The original code created a tuple with a single element and then appended this single element to a list:

problem = (SchemaProblem(path, schema_error.message),)
...
deprecations += problem

which takes some extra mental gymnastics to realize the end goal is to append to a list

deprecations.append(SchemaProblem(path, schema_error.message))

I consider the legibility difference between:

if <blah>:
    info_deprecations.append(SchemaProblem(path, schema_error.message))
else:
    deprecations.append(SchemaProblem(path, schema_error.message))

and

problem = SchemaProblem(path, schema_error.message)
if <blah>:
    info_deprecations.append(problem)
else:
    deprecations.append(problem)

to be negligible. The second has less total calls to grok, but the first has an extra variable to track, and since the calls are simple and identical it's quick realize that they do the same thing.

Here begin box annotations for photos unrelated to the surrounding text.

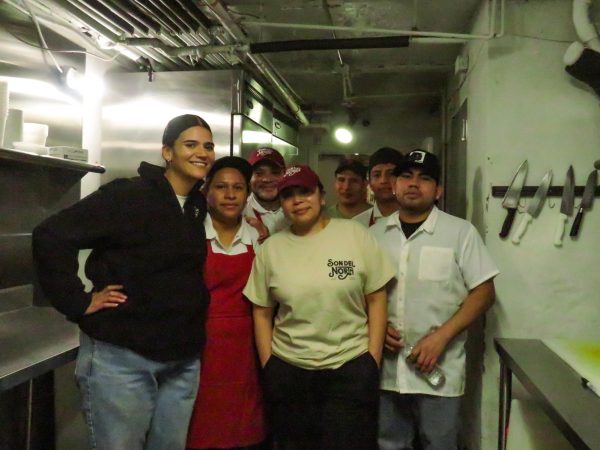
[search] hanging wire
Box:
[21,0,63,73]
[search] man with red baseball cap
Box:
[244,147,287,234]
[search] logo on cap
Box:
[283,166,302,177]
[408,150,425,164]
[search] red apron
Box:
[187,240,266,448]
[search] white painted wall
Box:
[448,0,600,449]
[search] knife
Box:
[500,160,527,238]
[512,170,552,244]
[569,170,598,237]
[554,166,575,247]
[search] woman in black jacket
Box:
[33,114,215,450]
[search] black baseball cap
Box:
[334,158,367,180]
[394,149,440,182]
[369,147,403,171]
[206,156,252,186]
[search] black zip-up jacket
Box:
[33,162,209,361]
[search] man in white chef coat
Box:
[369,150,498,450]
[244,147,287,235]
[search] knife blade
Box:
[512,170,552,244]
[500,160,528,238]
[569,170,598,237]
[554,166,575,247]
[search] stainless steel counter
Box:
[0,306,79,392]
[495,339,600,450]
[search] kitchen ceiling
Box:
[6,0,488,118]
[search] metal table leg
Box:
[498,358,512,450]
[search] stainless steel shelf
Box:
[0,148,106,173]
[494,338,600,450]
[0,306,79,392]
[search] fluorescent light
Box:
[114,44,140,61]
[102,96,231,127]
[242,130,271,144]
[335,127,354,144]
[0,76,80,104]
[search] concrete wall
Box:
[448,0,600,449]
[299,105,442,171]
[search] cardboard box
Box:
[48,146,88,162]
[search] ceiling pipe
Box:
[98,0,152,35]
[135,0,223,66]
[68,0,134,34]
[563,0,600,66]
[573,0,600,52]
[242,0,504,43]
[207,0,309,125]
[177,0,213,28]
[250,36,409,54]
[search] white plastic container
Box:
[22,122,48,146]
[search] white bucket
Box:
[22,122,48,145]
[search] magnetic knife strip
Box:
[492,186,600,198]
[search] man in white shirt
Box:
[369,150,498,450]
[353,147,402,228]
[244,147,287,234]
[326,159,371,219]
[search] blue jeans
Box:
[378,391,462,450]
[75,333,200,450]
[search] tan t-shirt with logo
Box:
[244,219,395,369]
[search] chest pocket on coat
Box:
[419,247,454,281]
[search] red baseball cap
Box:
[277,164,323,193]
[248,147,285,169]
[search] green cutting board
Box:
[544,339,600,395]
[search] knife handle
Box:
[569,207,583,237]
[554,213,569,247]
[499,208,517,239]
[513,213,533,244]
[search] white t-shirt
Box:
[204,214,258,256]
[369,207,499,397]
[244,194,289,235]
[244,219,394,369]
[352,202,383,228]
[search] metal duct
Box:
[207,0,309,125]
[250,36,409,54]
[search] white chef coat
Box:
[369,207,499,397]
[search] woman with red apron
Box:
[187,156,266,449]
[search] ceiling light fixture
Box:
[334,127,354,144]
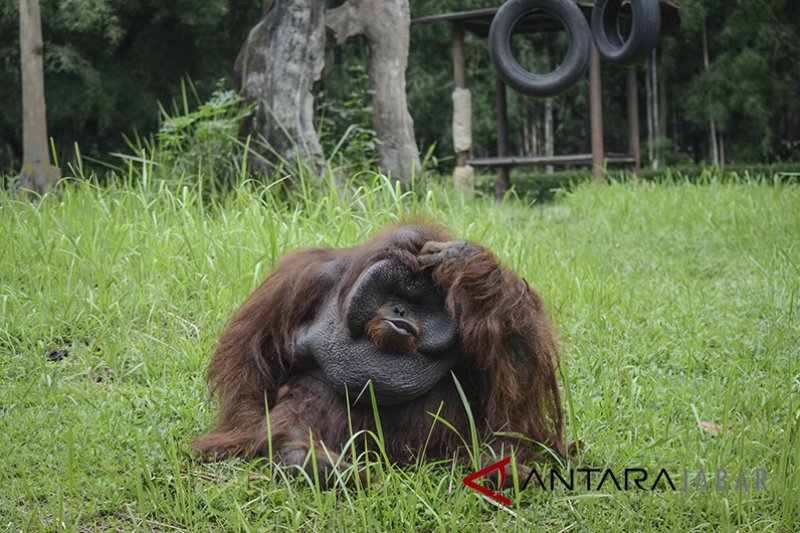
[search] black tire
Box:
[489,0,592,96]
[592,0,661,66]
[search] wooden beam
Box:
[494,76,511,200]
[589,43,604,180]
[467,154,636,167]
[627,66,642,178]
[453,24,469,167]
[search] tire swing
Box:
[592,0,661,66]
[489,0,592,96]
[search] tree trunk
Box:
[17,0,59,194]
[544,43,555,174]
[644,56,658,168]
[326,0,420,182]
[236,0,326,179]
[544,98,556,174]
[702,20,719,167]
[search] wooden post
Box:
[453,23,475,196]
[17,0,60,193]
[589,44,604,180]
[628,66,642,178]
[494,77,511,200]
[453,24,469,167]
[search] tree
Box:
[236,0,325,176]
[18,0,59,194]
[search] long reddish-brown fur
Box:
[195,218,566,476]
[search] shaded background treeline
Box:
[0,0,800,172]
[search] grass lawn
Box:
[0,175,800,531]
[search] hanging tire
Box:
[489,0,592,96]
[592,0,661,66]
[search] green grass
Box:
[0,174,800,531]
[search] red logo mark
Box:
[464,457,511,505]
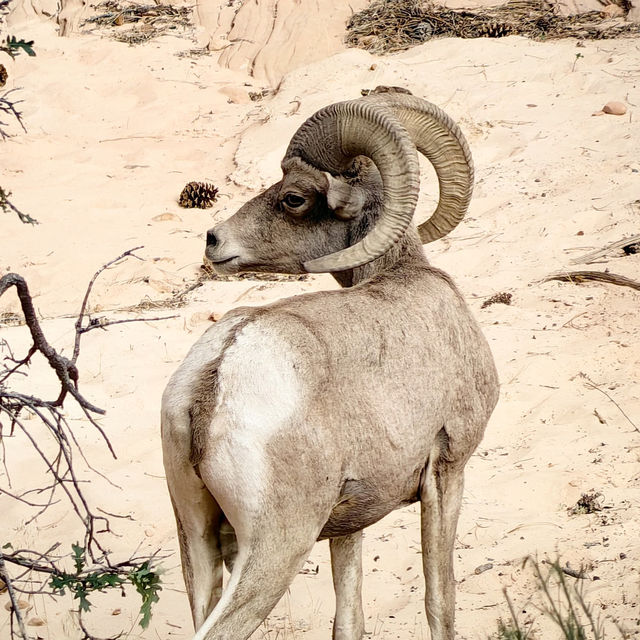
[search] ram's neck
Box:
[331,225,429,287]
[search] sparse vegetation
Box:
[491,558,627,640]
[0,0,37,224]
[0,250,166,640]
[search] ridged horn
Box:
[363,88,474,243]
[285,100,420,273]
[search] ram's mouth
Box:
[203,253,240,275]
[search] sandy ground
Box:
[0,2,640,640]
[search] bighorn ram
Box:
[162,91,498,640]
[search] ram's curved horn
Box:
[363,92,474,243]
[285,100,420,273]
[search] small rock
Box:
[602,100,627,116]
[151,213,182,222]
[220,85,251,104]
[473,562,493,576]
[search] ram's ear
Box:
[324,171,365,220]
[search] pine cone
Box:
[178,182,218,209]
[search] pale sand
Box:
[0,3,640,640]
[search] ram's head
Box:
[205,90,473,273]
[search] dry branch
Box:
[0,247,161,640]
[570,234,640,264]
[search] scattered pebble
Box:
[592,100,627,116]
[151,213,182,222]
[473,562,493,576]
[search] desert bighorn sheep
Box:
[162,92,498,640]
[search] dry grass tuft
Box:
[345,0,640,53]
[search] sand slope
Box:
[0,3,640,640]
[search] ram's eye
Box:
[282,193,305,209]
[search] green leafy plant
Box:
[0,252,175,640]
[492,557,626,640]
[0,36,36,58]
[49,543,162,629]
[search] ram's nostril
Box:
[207,229,218,247]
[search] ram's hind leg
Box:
[420,438,464,640]
[194,506,318,640]
[329,531,364,640]
[162,418,223,629]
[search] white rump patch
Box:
[200,321,304,528]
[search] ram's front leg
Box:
[329,531,364,640]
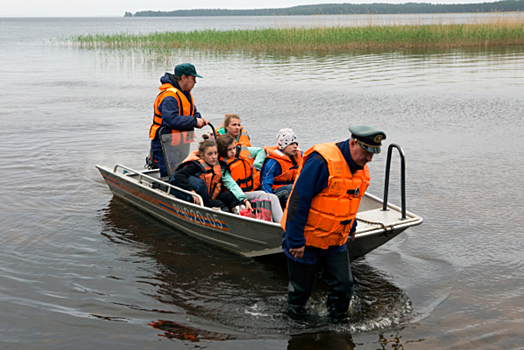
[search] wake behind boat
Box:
[96,130,423,260]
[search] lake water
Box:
[0,15,524,350]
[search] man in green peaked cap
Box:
[146,63,209,176]
[281,125,386,320]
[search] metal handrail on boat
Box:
[113,164,204,207]
[382,143,406,219]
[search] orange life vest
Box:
[178,151,222,199]
[220,144,260,192]
[149,83,195,143]
[281,143,370,249]
[264,146,302,191]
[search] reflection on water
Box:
[100,199,418,339]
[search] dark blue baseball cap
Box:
[349,125,386,153]
[175,63,202,78]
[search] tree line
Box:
[124,0,524,17]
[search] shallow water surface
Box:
[0,18,524,350]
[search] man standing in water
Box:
[281,125,386,320]
[149,63,209,176]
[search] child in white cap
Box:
[260,128,302,208]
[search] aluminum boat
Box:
[96,127,423,261]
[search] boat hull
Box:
[97,165,422,260]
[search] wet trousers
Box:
[287,248,353,319]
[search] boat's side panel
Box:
[348,228,406,261]
[99,168,282,256]
[97,166,422,260]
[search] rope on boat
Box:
[357,218,393,237]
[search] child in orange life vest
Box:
[217,113,251,147]
[169,140,240,212]
[260,128,302,208]
[217,134,283,222]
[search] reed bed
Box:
[63,16,524,53]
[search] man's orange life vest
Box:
[264,146,302,191]
[178,151,222,199]
[149,83,195,142]
[281,143,370,249]
[220,144,260,192]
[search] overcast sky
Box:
[0,0,495,17]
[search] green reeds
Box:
[64,17,524,51]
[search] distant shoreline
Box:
[62,16,524,55]
[124,0,524,17]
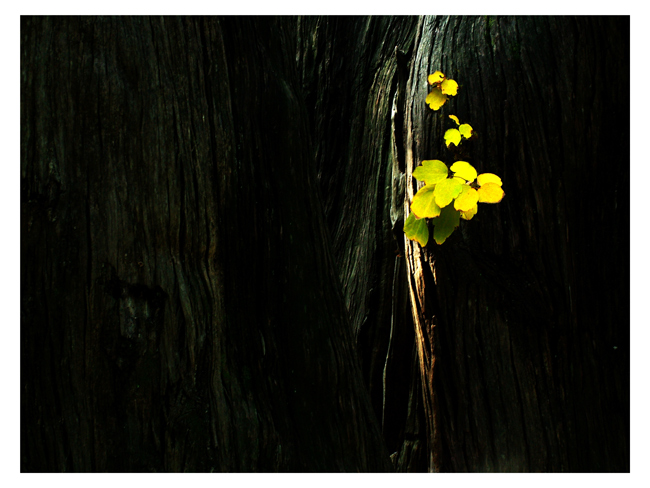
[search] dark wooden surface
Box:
[21,17,391,471]
[406,17,630,471]
[21,16,630,471]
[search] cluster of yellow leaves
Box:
[426,71,458,110]
[404,159,505,246]
[404,71,505,246]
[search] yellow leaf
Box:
[411,185,440,219]
[460,203,478,220]
[454,185,478,212]
[425,86,447,110]
[445,129,460,147]
[476,173,502,186]
[478,182,505,203]
[440,80,458,97]
[404,212,429,247]
[432,178,463,208]
[458,124,474,139]
[449,161,476,183]
[428,71,445,85]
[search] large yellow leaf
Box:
[478,182,505,203]
[425,86,447,110]
[433,205,460,244]
[411,185,440,219]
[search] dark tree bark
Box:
[21,17,391,471]
[405,17,630,471]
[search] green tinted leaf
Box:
[478,182,505,203]
[458,124,474,139]
[432,178,463,208]
[413,159,449,185]
[411,185,440,219]
[445,129,460,147]
[404,212,429,247]
[450,161,476,183]
[433,205,460,244]
[460,203,478,220]
[454,185,478,212]
[425,86,447,110]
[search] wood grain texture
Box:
[21,17,391,471]
[406,17,629,471]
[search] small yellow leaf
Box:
[445,129,460,147]
[458,124,474,139]
[411,185,440,219]
[454,185,478,212]
[425,86,447,110]
[440,80,458,97]
[449,161,476,183]
[428,71,445,85]
[478,182,505,203]
[404,212,429,247]
[460,203,478,220]
[476,173,502,186]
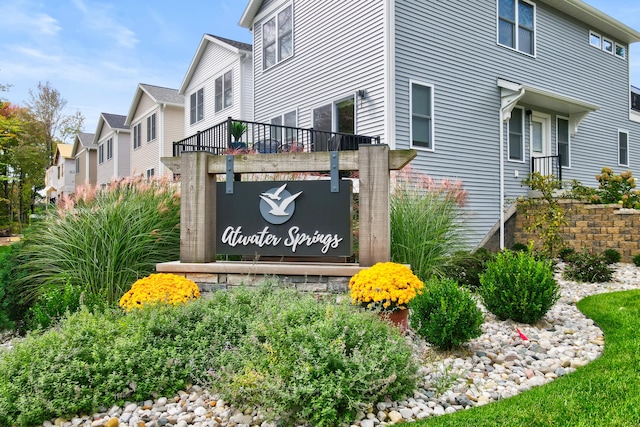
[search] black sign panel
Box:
[216,180,352,257]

what's the perspective on dropping the local var declaration 'problem ='

It's really just a style preference. When I find differences like this negligible I typically lean towards the option that involves assigning fewer variables for a few of reasons:

1. less state / context to track -> easier to mentally follow
2. easier to refactor into simpler / cleaner code in the future
3. less variable names that I need to think up (obviously doesn't apply in this case because pre-existing code)
4. less lines of code to read / maintain

While these reasons reasons seem bit trivial, the impacts add up as code size and complexity grows.

I suppose I could have done this PR without making this change, but the actual reason that this happened due to an earlier iteration subclassing a different type and having to move the assignment within the if isinstance() call which necessitated modifying this variable anyways.

[blackboxsw]

Good intent/reasoning here thanks.

[holmanb]

@blackboxsw I just need to add a unittest for this new behavior and then I think it's ready

[blackboxsw]

@blackboxsw I just need to add a unittest for this new behavior and then I think it's ready

Since I added the request for more testing, I figured I'd setup a couple of minor tests to exercise the boundary to get better context on behavior here. Review away, if you like the tests, let's keep em, or of something needs to change go for it.